Why Is LDH High in Exudate?

Lactate dehydrogenase (LDH) is an enzyme that is found in cells of the body. If there is cell damage, LDH leaks out and is then absorbed into the effusion. A excessive LDH within the effusion indicates damage to cells, which generally results from an exudative procedure.
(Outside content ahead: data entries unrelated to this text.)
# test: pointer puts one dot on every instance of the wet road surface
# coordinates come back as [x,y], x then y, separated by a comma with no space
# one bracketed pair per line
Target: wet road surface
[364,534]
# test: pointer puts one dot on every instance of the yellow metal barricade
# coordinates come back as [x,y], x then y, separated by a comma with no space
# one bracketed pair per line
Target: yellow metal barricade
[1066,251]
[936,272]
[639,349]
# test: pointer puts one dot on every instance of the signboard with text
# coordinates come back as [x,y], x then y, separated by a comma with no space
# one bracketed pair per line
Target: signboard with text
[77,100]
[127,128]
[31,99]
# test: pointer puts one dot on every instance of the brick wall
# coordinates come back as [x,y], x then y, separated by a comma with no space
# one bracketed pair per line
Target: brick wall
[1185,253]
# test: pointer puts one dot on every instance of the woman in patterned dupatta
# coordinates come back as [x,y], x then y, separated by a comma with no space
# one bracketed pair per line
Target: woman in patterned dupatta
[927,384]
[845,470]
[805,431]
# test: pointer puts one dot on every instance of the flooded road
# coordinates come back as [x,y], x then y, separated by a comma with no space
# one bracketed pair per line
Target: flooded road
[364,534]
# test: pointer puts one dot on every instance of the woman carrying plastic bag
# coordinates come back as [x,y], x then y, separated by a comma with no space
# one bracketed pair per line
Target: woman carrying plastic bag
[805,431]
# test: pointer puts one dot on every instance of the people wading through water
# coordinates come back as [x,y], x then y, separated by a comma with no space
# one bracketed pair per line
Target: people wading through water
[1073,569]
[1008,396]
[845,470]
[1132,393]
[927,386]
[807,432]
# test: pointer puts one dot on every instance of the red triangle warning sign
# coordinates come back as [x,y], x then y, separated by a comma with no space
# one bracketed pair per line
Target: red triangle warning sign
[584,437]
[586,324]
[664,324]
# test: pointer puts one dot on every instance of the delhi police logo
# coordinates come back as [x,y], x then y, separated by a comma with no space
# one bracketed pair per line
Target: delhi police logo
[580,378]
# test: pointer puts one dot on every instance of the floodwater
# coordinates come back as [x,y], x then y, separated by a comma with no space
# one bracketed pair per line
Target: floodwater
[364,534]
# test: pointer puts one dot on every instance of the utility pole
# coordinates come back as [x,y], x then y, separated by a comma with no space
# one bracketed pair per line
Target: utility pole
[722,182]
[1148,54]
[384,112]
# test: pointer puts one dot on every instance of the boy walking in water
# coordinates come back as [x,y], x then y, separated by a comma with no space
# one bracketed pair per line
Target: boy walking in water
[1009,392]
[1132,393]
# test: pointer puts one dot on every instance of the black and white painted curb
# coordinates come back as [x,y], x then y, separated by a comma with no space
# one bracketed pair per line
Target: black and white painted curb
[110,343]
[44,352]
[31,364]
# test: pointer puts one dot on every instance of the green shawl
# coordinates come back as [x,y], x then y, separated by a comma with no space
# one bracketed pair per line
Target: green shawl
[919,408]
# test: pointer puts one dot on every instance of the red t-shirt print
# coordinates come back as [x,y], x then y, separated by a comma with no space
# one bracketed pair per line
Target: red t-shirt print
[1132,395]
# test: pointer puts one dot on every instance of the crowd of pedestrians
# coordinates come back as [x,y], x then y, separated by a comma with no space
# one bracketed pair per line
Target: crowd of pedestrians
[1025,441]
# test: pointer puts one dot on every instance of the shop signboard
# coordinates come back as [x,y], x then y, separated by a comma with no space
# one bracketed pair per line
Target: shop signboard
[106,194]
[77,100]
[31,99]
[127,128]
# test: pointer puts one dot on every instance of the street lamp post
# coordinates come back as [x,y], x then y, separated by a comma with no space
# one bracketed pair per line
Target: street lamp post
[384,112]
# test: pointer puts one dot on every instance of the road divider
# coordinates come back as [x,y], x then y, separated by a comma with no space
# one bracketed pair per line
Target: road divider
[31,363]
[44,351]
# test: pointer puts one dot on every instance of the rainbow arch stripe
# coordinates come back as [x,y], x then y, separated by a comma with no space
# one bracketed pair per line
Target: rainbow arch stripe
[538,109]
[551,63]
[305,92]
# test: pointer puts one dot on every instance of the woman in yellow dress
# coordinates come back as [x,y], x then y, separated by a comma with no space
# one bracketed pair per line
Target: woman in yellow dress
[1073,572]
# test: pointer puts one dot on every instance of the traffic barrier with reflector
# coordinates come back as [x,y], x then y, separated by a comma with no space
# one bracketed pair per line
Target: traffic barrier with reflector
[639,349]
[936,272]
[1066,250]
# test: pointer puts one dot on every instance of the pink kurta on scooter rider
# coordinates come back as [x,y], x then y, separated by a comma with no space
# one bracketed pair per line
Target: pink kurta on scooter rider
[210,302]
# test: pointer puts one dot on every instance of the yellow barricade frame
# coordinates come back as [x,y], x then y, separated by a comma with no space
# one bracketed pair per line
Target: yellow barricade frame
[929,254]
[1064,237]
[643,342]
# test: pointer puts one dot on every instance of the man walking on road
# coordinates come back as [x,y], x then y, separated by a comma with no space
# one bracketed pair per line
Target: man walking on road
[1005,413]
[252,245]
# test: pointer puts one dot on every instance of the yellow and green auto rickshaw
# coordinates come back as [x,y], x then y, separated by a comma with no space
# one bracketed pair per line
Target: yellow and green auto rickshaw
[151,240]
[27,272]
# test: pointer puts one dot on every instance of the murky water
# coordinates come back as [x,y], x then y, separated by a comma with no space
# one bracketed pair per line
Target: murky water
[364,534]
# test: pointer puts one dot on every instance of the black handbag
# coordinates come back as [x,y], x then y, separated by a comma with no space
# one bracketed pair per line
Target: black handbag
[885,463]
This is the reason why one of the criteria used by Light measures LDH within the effusion.

What Are Causes of Transudative Effusions?

  • Lung tissue that is partially collapsed (atelectasis) due to an increase in negative pressure within the lung cavity
  • Cerebrospinal liquid (CSF) leaks into the the lung cavity (pleural space) Trauma to the spine of the thoracic Ventriculoperitoneal (VP) Shunt malfunction
  • Heart failure
  • Liver dysfunction
  • The blood albumin level is low (hypoalbuminemia)
  • Iatrogenic (misplaced catheter into lung)
  • Nephrotic syndrome
  • Peritoneal dialysis
  • Inflammation of the urinary tract causing urinary backflow within the body (urinothorax due to obstruction of the urology)
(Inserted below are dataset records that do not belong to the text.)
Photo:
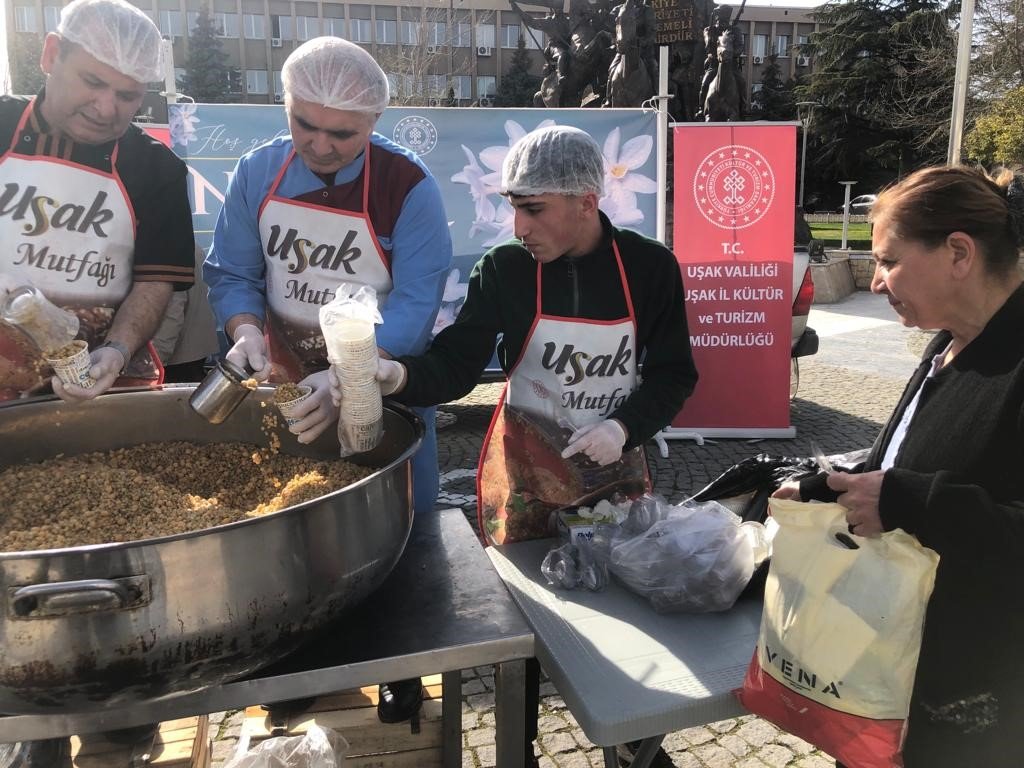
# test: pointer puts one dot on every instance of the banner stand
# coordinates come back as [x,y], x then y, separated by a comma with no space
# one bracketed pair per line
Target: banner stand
[698,435]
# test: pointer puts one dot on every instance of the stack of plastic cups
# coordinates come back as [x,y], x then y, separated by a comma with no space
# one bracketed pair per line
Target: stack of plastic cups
[352,350]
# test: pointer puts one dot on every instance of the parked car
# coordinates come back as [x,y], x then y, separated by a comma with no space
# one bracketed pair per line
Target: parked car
[861,205]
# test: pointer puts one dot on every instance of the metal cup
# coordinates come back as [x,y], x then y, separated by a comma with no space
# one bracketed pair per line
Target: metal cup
[220,392]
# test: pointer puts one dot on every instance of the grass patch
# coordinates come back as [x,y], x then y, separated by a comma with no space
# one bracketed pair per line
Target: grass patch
[858,235]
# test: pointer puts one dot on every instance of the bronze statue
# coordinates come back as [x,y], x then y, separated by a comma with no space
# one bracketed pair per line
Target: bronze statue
[557,53]
[631,77]
[723,87]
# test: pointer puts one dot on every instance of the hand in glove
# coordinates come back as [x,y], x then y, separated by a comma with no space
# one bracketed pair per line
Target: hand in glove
[107,366]
[250,349]
[602,442]
[390,376]
[315,413]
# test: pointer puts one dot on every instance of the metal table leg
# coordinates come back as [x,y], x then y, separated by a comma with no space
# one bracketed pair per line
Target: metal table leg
[452,719]
[510,714]
[642,758]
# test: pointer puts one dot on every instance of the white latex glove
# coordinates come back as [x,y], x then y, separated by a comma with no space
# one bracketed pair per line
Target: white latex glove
[390,375]
[250,349]
[316,412]
[602,442]
[107,366]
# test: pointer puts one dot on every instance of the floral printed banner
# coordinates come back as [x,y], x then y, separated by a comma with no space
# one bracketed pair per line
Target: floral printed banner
[463,147]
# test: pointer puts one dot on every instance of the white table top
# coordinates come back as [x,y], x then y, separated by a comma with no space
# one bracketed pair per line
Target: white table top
[626,672]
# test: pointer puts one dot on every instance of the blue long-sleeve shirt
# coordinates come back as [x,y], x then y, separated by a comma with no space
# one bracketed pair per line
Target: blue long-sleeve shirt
[407,211]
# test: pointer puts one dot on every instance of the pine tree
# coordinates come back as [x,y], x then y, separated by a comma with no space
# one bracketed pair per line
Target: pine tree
[26,49]
[208,79]
[774,100]
[883,75]
[518,86]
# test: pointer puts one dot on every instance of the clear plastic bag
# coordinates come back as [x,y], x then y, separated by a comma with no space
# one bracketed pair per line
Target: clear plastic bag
[693,558]
[48,326]
[318,748]
[347,324]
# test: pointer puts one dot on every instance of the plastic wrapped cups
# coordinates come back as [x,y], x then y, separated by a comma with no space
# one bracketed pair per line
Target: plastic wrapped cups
[72,363]
[287,396]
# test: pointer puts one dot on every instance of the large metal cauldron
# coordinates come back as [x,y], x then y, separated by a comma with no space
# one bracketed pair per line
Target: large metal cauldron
[119,623]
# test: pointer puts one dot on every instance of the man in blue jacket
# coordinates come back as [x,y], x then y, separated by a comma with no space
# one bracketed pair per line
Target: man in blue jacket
[332,203]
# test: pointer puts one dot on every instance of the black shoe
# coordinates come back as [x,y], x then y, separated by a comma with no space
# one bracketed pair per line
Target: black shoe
[399,700]
[627,752]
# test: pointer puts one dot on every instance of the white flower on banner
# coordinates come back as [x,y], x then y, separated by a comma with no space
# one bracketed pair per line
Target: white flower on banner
[452,301]
[182,121]
[622,182]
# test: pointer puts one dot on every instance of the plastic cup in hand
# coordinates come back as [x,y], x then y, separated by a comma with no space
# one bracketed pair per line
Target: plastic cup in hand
[71,364]
[287,396]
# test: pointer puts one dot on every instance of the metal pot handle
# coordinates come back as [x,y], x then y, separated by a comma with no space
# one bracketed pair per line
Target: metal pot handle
[59,598]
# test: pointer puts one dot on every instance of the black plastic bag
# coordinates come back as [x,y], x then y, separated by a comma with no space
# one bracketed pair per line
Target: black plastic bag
[755,479]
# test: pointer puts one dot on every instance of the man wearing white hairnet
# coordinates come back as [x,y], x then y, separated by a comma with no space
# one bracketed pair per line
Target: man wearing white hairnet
[577,304]
[332,203]
[93,212]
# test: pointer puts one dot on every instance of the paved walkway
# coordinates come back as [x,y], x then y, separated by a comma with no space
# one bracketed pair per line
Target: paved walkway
[846,391]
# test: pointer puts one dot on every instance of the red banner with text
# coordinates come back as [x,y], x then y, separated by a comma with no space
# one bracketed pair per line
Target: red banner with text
[734,210]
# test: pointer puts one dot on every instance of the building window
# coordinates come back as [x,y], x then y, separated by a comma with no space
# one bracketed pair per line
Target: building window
[51,17]
[462,35]
[409,33]
[486,86]
[463,87]
[334,27]
[436,33]
[361,30]
[485,36]
[760,46]
[387,31]
[306,28]
[171,24]
[25,18]
[252,26]
[282,28]
[256,81]
[510,35]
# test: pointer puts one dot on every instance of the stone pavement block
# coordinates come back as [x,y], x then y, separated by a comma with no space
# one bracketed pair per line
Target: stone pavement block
[815,761]
[480,737]
[486,756]
[686,760]
[796,743]
[758,732]
[776,756]
[734,744]
[696,735]
[552,743]
[481,701]
[548,723]
[714,756]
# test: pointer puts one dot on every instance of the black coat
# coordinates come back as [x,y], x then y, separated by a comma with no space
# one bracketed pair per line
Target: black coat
[957,484]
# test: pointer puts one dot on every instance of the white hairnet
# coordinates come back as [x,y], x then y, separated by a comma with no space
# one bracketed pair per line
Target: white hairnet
[117,34]
[337,74]
[557,160]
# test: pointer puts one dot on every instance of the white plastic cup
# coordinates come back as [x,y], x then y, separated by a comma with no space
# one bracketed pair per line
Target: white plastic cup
[74,369]
[288,407]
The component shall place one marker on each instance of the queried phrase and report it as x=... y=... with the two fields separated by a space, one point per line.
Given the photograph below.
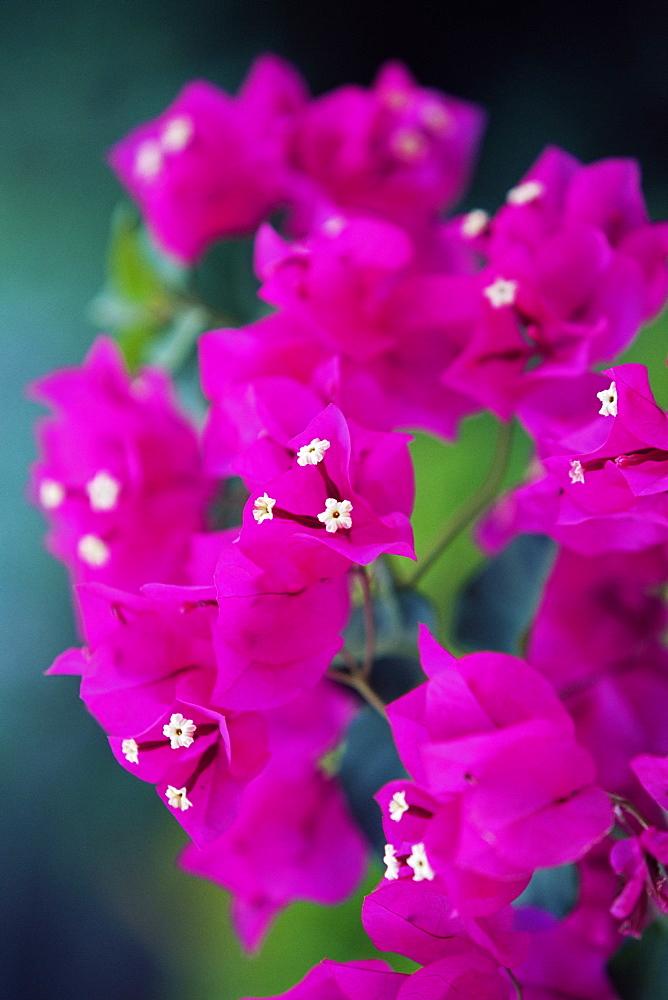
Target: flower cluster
x=225 y=663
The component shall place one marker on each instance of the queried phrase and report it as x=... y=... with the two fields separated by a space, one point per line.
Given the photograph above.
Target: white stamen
x=408 y=144
x=177 y=798
x=422 y=870
x=51 y=494
x=148 y=161
x=93 y=550
x=311 y=454
x=336 y=514
x=177 y=134
x=390 y=859
x=103 y=491
x=262 y=509
x=398 y=806
x=334 y=225
x=608 y=401
x=524 y=193
x=179 y=731
x=501 y=293
x=435 y=117
x=130 y=751
x=475 y=223
x=576 y=472
x=397 y=100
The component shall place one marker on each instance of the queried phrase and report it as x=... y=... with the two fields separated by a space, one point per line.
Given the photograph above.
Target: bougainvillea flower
x=274 y=637
x=573 y=268
x=608 y=494
x=418 y=919
x=361 y=295
x=292 y=827
x=487 y=737
x=348 y=489
x=116 y=460
x=212 y=165
x=396 y=150
x=642 y=859
x=371 y=980
x=201 y=781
What Are Causes of Exudative Effusions?

  • Abdominal fluid: Abscess of tissues near lung or abdomen. Fluid in the abdomen (ascites) Meigs syndrome and pancreatitis
  • Connective-tissue disease: Churg Strauss disease, Lupus, Rheumatoid arthritis Wegener granulomatosis
  • Endocrine Thyroid: Low thyroid (hypothyroidism) and ovarian hyperstimulation
  • Iatrogenic: drug-induced esophageal perforation or feeding tube in the lung
  • Infectious: Abscess on the lung’s tissue the fungal infection, parasites tuberculosis
  • Inflammatory: Acute respiration distress syndrome (ARDS) asbestosis, pancreatitis and radiation, sarcoidosis, excessive levels of urea (uremia) in blood (uremia)
  • Lymphatic anomalies: Chylothorax (fluid around the lung) and cancer of the lymph nodes and lymphangiectasia (over-dilation of lymph vessels)
  • Malignancy: Lymphoma, cancer mesothelioma paraproteinemia

Differences Between Transudates and Exudates

FeaturesTransudateExudate
DefinitionTransudate pleural effusion refers to the type of pleural effusion in which fluid is pushed through the capillary due to high pressure within the capillary.Exudate pleural effusion refers to the other type of pleural effusion in which fluid leaks around the cells of the capillaries caused by inflammation.
CauseUsually develop from imbalances in hydrostatic and oncotic forces in circulation.Usually develop from increased capillary permeability or decreased lymphatic reabsorption.
Associated withCongestive heart failure Fluid overload Nephrotic syndrome Hepatic cirrhosis MalnutritionMicrobial infections Membrane inflammations Malignancy Connective tissue diseases.
AppearanceClear, thin-colored, pale yellowTurbid, hemorrhagic, straw colored
FibrinogenLow content of fibrinogen (low tendency to clot)High content of fibrinogen (high tendency to clot)
Specific gravity<1.012>1.012
Common CausesCongestive heart failure, chronic kidney disease, protein-losing enteropathy, nephrotic syndrome, and hepatic cirrhosis result in transudate pleural effusion.Infections, malignancies, pulmonary embolism, and autoimmune diseases result in exudate pleural effusion.
pH>7.3<7.3
Glucose contentSame as plasmaLow (less than 60 mg/dl)
SAAG (Serum-Ascites Albumin Gradient)The SAAG of transudate pleural effusion is more than 1.2 g/dLThe SAAG of exudate pleural effusion is less than 1.2 g/dL.
Total ProteinLess than 3 gm/dlMore than 3 gm/dl
Fluid/Serum Protein<0.5>0.5
Fluid/Serum LDH (Lactate Dehydrogenase)The fluid/serum LDH ratio is less than 0.6 in transudate pleural effusion.The fluid/serum LDH is more than 0.6 in exudate pleural effusion.
Fluid LDHThe fluid LDH is less than 0.67 x ULN serum for transudate pleural effusion.The fluid LDH is more than 0.67 x ULN serum for exudate pleural effusion.
Cholesterol ContentThe cholesterol content of the transudate pleural effusion is less than 1.2 mmol/l.The cholesterol content of the exudate pleural effusion is 1.2 mmol/l or greater.
WBC count<1000/ul>1000/ul
Differential countMesothelial cells or lymphocytesPolymorphs, lymphocytes or RBCs
CultureSterilePositive
Radiodensity on CT ScanThe radiodensity on CT scan is 2-15 HU of transudate pleural effusion.The radiodensity on CT scan is 4-33 HU of exudate pleural effusion.